# Looking for job search contacts when holidaying in Canada b/w 6/06/09-19/6/09



## Mike G (May 26, 2009)

*Looking for job search contacts when holidaying in Canada b/w 6/06/09 to 19/6/09*

Hi Everybody,

My wife and I are considering a move to Canada purely based on how great we have heard the people, country and lifestyle are. This is quite unusual as we have never visited to Canada!!!!! So our first move has been to fly over - landing on Saturday 6th June in Toronto.
We were kind of hoping that some Expats or Canadians would give us some pointers on job searching and where to go and what to do to get a true feeling for the people and lifestyle. 

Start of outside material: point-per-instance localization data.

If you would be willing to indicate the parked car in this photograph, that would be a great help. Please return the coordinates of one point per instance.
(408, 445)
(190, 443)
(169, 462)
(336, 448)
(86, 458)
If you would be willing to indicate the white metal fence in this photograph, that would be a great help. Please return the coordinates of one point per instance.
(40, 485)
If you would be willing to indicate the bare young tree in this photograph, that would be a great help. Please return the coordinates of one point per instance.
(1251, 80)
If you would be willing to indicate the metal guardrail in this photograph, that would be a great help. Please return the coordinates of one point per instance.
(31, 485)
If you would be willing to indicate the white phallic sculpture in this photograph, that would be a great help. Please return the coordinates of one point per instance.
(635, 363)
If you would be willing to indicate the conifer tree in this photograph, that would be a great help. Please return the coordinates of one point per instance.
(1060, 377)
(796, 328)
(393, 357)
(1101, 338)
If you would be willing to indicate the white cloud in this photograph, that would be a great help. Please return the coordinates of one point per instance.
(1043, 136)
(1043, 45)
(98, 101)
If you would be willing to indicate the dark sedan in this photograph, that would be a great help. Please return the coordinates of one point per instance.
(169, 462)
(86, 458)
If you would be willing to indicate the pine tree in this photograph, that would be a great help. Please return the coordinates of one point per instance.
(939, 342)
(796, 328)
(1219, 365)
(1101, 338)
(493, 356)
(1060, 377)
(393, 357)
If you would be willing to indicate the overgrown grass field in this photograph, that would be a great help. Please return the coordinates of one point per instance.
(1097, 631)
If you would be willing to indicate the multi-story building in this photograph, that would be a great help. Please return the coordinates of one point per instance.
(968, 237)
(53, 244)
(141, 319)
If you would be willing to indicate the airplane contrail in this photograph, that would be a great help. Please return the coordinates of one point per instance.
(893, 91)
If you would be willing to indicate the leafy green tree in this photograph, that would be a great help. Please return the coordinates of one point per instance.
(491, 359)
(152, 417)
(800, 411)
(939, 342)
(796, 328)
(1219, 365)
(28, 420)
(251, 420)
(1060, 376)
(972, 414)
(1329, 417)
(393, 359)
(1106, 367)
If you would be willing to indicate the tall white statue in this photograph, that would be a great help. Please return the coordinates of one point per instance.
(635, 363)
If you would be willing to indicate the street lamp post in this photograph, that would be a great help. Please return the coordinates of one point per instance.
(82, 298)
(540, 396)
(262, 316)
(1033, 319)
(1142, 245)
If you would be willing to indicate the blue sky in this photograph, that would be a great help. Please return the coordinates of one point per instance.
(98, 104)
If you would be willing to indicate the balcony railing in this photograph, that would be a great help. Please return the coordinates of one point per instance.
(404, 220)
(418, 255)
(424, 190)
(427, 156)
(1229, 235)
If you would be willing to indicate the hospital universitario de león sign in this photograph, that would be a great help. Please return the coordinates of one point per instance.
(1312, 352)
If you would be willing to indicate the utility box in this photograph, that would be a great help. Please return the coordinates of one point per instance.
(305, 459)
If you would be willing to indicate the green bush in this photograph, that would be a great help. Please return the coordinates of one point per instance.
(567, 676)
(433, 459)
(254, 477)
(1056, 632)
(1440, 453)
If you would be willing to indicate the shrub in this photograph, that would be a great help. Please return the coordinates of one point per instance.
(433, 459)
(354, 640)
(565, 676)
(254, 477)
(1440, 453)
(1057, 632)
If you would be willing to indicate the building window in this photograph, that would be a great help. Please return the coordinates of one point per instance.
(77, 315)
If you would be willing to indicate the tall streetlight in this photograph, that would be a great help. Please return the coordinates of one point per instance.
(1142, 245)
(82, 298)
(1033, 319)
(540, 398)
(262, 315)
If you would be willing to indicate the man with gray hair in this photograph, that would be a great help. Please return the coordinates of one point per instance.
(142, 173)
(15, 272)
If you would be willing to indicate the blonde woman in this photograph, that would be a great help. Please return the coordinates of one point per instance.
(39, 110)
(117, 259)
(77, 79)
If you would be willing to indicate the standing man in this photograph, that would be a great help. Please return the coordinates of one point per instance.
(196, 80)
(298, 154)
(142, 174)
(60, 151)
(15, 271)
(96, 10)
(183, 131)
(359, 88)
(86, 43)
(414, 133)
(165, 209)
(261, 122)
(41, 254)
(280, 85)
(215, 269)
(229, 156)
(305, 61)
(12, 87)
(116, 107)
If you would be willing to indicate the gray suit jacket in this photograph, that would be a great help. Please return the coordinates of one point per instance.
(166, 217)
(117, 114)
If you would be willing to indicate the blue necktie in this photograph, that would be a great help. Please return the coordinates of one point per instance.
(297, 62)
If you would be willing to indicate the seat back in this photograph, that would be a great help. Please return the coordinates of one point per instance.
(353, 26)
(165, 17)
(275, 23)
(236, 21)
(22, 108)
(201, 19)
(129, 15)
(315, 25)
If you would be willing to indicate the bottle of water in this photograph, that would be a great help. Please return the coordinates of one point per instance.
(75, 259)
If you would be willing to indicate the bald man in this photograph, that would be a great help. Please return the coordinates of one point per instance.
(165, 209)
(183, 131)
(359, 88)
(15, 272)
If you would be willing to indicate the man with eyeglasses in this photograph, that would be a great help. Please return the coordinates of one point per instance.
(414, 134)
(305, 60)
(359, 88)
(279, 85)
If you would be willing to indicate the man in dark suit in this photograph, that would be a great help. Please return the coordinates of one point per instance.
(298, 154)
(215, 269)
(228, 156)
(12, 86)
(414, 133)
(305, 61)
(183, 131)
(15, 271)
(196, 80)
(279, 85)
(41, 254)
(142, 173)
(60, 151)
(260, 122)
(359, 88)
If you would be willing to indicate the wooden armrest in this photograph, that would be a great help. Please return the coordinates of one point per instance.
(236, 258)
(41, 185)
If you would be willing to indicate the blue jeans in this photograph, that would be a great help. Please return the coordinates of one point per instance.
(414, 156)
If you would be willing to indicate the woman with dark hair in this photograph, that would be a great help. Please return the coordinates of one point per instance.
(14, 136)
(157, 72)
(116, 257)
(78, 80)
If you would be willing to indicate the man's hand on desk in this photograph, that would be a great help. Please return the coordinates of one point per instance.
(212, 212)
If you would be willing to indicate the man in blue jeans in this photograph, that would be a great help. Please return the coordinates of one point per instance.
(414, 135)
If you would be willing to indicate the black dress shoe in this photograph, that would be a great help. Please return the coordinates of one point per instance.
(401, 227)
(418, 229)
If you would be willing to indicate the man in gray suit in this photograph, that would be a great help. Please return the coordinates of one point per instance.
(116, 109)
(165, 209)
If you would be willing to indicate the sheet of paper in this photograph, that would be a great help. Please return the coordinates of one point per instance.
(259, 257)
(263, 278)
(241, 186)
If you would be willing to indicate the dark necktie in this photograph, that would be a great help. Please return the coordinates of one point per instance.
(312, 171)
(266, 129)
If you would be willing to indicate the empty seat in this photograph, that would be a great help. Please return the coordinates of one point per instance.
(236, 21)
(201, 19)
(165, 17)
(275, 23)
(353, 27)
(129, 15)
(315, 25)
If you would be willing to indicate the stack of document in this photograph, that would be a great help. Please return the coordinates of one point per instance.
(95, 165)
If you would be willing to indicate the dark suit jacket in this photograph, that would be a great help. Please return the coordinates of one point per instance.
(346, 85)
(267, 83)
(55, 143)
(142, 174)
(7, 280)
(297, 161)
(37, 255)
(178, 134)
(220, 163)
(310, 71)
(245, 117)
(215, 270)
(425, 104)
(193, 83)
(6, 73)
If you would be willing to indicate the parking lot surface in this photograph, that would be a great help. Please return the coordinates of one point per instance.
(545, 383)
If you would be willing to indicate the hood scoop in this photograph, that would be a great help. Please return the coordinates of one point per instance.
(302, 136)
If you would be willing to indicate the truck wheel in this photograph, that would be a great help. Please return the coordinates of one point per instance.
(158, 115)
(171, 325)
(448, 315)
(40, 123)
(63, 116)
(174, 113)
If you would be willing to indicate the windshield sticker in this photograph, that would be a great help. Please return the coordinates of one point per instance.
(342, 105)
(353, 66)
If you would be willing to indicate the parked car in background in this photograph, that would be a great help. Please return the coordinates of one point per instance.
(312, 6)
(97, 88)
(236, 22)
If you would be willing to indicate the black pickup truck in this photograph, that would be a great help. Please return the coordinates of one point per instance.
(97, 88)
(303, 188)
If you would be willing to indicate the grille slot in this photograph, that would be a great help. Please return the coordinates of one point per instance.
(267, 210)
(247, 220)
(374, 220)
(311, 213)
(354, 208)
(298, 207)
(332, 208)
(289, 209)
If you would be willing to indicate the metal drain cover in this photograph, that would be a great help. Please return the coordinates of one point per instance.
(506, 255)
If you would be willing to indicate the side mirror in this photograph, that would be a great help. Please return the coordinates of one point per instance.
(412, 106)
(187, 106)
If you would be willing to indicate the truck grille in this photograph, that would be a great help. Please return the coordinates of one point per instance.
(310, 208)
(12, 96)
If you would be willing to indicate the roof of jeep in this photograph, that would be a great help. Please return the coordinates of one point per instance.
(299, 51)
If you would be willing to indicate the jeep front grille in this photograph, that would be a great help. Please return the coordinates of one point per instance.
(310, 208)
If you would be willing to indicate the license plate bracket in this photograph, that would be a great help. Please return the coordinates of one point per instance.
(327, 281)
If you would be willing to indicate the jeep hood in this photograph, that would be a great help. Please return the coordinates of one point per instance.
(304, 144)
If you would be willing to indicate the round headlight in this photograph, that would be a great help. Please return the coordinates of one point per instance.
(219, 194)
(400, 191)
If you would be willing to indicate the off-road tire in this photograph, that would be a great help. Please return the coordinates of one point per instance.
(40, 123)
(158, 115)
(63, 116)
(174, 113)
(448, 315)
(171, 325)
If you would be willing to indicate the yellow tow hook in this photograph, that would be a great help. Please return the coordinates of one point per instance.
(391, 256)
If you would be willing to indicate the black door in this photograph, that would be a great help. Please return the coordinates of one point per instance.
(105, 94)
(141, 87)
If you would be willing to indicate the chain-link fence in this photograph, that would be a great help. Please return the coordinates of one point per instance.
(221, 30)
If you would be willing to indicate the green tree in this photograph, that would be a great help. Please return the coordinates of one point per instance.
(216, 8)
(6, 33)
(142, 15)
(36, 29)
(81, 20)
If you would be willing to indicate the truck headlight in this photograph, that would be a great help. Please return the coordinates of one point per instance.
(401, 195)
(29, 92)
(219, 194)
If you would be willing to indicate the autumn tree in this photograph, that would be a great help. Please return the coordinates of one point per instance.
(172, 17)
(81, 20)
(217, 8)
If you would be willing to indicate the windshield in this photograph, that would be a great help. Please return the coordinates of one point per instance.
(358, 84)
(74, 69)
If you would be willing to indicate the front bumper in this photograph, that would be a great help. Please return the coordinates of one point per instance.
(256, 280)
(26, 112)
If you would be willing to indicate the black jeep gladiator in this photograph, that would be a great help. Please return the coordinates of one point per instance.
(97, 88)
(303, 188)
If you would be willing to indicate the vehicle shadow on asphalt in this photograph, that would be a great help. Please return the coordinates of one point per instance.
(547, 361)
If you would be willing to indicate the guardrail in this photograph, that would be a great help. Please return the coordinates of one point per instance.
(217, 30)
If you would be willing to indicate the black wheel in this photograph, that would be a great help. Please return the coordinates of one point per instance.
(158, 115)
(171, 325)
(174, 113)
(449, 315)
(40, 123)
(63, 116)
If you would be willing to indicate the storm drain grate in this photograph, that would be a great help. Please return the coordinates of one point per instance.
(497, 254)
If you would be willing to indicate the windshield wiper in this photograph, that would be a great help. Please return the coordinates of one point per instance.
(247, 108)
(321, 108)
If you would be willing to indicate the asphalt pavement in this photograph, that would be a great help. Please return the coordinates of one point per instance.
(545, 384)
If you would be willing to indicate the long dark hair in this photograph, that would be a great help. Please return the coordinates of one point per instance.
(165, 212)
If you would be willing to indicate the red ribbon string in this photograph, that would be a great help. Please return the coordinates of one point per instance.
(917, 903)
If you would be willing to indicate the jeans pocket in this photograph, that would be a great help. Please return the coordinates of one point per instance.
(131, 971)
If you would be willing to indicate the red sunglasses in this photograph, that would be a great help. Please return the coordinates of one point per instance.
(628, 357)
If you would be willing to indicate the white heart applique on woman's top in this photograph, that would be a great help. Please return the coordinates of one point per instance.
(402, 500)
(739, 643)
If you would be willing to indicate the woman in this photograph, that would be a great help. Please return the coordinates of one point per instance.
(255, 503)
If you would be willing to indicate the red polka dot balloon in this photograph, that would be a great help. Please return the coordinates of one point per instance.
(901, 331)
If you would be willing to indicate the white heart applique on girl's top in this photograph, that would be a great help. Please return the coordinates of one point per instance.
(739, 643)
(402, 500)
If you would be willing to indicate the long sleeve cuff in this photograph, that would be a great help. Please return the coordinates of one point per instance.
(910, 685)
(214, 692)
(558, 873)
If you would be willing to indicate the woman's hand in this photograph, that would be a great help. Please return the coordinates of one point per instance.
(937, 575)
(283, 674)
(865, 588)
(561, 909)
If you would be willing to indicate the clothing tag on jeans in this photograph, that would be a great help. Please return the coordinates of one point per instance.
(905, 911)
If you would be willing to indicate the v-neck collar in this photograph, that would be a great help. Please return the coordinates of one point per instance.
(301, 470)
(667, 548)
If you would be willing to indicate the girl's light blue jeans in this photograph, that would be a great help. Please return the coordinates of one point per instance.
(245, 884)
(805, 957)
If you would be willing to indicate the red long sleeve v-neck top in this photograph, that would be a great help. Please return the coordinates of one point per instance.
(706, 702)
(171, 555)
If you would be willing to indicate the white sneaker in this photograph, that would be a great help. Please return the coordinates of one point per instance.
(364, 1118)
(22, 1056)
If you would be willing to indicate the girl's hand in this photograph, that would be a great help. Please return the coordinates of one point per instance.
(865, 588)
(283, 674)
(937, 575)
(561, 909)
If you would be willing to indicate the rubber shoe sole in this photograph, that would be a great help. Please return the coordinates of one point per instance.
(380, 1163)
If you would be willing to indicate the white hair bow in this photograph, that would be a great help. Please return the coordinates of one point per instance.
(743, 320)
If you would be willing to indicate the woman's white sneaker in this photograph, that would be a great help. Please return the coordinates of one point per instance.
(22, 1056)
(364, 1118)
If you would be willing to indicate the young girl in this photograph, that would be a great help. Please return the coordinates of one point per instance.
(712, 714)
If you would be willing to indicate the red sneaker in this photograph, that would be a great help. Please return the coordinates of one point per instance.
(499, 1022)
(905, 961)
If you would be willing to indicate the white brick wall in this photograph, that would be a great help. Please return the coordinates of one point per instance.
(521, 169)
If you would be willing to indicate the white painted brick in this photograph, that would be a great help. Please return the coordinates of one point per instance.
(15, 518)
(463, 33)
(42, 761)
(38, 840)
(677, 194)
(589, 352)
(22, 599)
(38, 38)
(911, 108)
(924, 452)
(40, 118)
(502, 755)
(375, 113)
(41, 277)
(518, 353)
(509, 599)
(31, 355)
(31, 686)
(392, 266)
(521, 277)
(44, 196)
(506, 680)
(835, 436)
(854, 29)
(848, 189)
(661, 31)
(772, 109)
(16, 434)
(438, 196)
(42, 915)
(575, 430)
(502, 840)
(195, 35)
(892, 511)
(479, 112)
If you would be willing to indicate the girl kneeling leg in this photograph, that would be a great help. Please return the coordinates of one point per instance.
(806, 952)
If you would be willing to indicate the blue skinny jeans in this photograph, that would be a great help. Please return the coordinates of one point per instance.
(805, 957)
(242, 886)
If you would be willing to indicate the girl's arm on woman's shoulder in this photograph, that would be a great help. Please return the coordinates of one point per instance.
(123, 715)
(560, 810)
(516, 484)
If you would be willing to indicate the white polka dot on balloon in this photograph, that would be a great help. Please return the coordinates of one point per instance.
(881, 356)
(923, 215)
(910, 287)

Work life will be key for us, so we are particularly interested in advice that anybody can offer an IT Developer and a Production Manufacturing Manager. We would welcome a chat /contacts to anybody who can offer help/ advice when we are in Canada. We will be in Toronto 6th, 7th, 18th, 19th / Montereal 9th, 10th / Quebec 12th ,13th / Ottowa 14th, 15th.

Best regards, Mike


----------



## louiseg (Nov 17, 2007)

Hi Mike welcome to the forum. Sorry but we are the other side of Canada in Alberta, so not able to help with a local contact.
It sounds like you are both senior managmnet porfessionals. Have you used Linked In at all to network? Its a great resource in addition to this forum, as a way to find the rigth connections.
Anyone out there in the Toronto area can give Mike some help?


----------



## ottou (Mar 7, 2009)

Hi Mike,

I'm in Burlington, west of Toronto
Hope your trips going well....I'm interested in finding out the type of production manufacturing experience...?


----------